La personne impliquée est tenue, en vertu des règles de la bonne foi, de faire valoir ses moyens dans le cadre de la procédure pénale, le cas échéant en épuisant les voies de recours à sa disposition. Elle ne peut pas attendre la procédure administrative pour exposer ses arguments (ATF 123 II 104; ATF 121 II 217).
2.2.
En l'espèce, le jugement pénal a été rendu au terme d'une procédure lors de laquelle le recourant a été interrogé et le policier auteur du rapport relatif à l'infraction entendu comme témoin. Dans ce jugement, le Tribunal, après avoir refusé d'entendre le témoignage du père du recourant, a reconnu celui-ci coupable de conduite sous le coup d'un retrait de permis et d'ivresse au guidon.
Au vu de la jurisprudence précitée, si le recourant entendait contester le taux d'alcoolémie retenu ou le fait d'avoir conduit alors qu'il faisait l'objet d'une mesure du retrait du permis de conduite, il devait le faire devant l'autorité pénale en faisant appel du jugement. Peu importe ici les raisons l'ayant amené à renoncer à contester ce jugement. Par conséquent, il est aujourd'hui forclos à contester les faits devant l'autorité administrative.
Il est à noter que la déclaration du père du recourant, qui au demeurant, ne constitue qu'une appréciation subjective de celui-ci et qui n'est étayée par aucun élément probant, ne saurait amener l'autorité de céans à s'écarter du jugement pénal fondé sur le rapport de police et la déclaration de reconnaissance du résultat du test éthylomètre signée par le recourant.
En outre, il sied de relever que le recourant, dans son opposition à l'ordonnance pénale, a indiqué ne pas contester le taux de 0.72 (courrier du 14 août 2013 au Ministère public). Ce n'est que plus tard dans la procédure administrative et auprès du SCAN qu'il émet des doutes quant au taux d'alcool mesuré (courrier du 12 décembre 2013 au SCAN).

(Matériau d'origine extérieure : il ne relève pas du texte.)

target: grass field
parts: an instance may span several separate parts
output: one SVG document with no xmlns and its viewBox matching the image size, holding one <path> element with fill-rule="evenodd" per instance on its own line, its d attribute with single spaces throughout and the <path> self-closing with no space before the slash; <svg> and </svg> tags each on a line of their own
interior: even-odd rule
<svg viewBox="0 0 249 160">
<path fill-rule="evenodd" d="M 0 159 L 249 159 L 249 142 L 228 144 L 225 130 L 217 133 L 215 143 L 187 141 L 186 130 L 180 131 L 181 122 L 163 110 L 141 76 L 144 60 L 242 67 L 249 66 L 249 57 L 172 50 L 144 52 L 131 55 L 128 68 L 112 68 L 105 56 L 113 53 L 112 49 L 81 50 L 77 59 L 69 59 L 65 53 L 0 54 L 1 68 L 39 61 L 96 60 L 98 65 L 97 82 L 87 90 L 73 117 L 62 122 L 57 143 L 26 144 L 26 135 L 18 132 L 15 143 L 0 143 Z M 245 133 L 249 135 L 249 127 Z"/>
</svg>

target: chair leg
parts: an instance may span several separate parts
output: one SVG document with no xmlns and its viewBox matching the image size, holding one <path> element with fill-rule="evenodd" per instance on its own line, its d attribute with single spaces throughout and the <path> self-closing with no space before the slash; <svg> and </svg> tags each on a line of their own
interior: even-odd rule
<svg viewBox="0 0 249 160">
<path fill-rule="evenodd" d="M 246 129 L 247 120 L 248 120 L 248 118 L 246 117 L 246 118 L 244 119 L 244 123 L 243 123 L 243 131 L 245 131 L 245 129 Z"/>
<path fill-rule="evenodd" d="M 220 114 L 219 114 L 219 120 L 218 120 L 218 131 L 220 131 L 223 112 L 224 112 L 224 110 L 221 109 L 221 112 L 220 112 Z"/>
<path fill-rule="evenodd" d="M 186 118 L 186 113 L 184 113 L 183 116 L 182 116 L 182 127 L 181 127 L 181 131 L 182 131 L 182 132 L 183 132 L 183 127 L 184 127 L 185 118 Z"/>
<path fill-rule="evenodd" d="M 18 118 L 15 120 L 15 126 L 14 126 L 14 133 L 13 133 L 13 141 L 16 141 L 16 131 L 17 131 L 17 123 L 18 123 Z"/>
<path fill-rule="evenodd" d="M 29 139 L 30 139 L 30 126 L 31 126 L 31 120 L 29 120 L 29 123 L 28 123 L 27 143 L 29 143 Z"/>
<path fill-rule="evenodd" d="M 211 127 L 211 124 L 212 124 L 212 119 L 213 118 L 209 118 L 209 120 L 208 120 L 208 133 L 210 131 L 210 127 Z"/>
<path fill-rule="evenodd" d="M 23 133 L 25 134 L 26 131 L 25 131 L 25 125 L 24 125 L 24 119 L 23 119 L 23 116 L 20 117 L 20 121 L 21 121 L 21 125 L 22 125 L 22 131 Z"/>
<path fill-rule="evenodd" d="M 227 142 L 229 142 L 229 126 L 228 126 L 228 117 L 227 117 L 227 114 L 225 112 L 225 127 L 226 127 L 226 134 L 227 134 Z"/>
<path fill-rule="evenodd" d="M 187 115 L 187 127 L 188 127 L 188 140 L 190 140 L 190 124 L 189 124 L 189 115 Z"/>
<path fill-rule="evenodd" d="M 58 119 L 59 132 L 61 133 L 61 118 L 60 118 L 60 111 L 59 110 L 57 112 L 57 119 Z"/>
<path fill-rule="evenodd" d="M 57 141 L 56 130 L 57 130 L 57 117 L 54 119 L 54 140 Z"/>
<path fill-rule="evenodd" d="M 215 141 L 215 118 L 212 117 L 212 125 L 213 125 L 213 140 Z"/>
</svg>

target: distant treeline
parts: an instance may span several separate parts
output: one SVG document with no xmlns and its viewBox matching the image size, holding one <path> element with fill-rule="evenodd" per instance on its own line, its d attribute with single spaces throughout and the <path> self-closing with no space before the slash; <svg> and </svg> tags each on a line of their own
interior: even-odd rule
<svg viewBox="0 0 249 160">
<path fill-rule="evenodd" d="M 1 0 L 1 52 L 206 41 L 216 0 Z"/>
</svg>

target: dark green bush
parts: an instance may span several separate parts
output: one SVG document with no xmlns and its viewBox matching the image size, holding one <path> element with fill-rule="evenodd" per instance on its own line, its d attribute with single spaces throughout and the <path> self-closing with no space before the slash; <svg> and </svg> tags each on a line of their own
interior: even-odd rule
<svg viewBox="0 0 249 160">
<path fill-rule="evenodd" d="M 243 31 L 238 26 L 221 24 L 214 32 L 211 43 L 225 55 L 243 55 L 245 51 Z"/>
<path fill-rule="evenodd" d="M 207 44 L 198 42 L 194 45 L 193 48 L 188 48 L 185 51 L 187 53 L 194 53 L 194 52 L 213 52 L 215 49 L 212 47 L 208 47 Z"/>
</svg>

Il en fait de même auprès de l'autorité de céans dans son mémoire de recours et dans sa détermination sur les observations du SCAN. Ces allégations postérieures au jugement pénal ne permettent en aucun cas de retenir que le recourant n'aurait pas conduit son cyclomoteur en état d'ébriété.
Le recourant n'est pas plus heureux lorsqu'il tente de se disculper en faisant valoir qu'il pensait avoir le droit de conduire un cyclomoteur et qu'il a été surpris d'apprendre que tel n'était pas le cas. Sur cette question, le Tribunal s'est également prononcé et a retenu une conduite sous le coup d'un retrait de permis. Ici aussi, il n'y a pas de raison de s'écarter du jugement pénal. En effet, lorsque le SCAN a décidé de retirer son permis au recourant, la décision y relative précisait expressément que le retrait s'étendait à toutes les catégories, sous-catégories et catégories spéciales. Dite décision le rendait également attentif aux conséquences d'un conduite malgré un retrait. Dès lors, le recourant ne pouvait méconnaître l'interdiction qui lui était faite de conduire un cyclomoteur. Il ne saurait à cet égard invoquer sa bonne foi. L'autorité de céans tient encore à mentionner que lors des précédents retraits subis, les décisions y relatives indiquaient toutes que le retrait ne s'étendait pas à la catégorie des cyclomoteurs. Ainsi, à réception de la décision du 6 décembre 2011, il ne pouvait échapper au recourant, même si celui-ci est encore jeune et peu au fait des procédures administratives et juridiques, qu'étaient visées cette fois-ci toutes les catégories, sous-catégories et catégories spéciales de véhicules. Le fait que ce dernier ait reçu sa vignette et l'ait payée n'y change rien, celle-ci ayant trait à l'immatriculation et à la mise en circulation du cyclomoteur (observations du SCAN, p.1).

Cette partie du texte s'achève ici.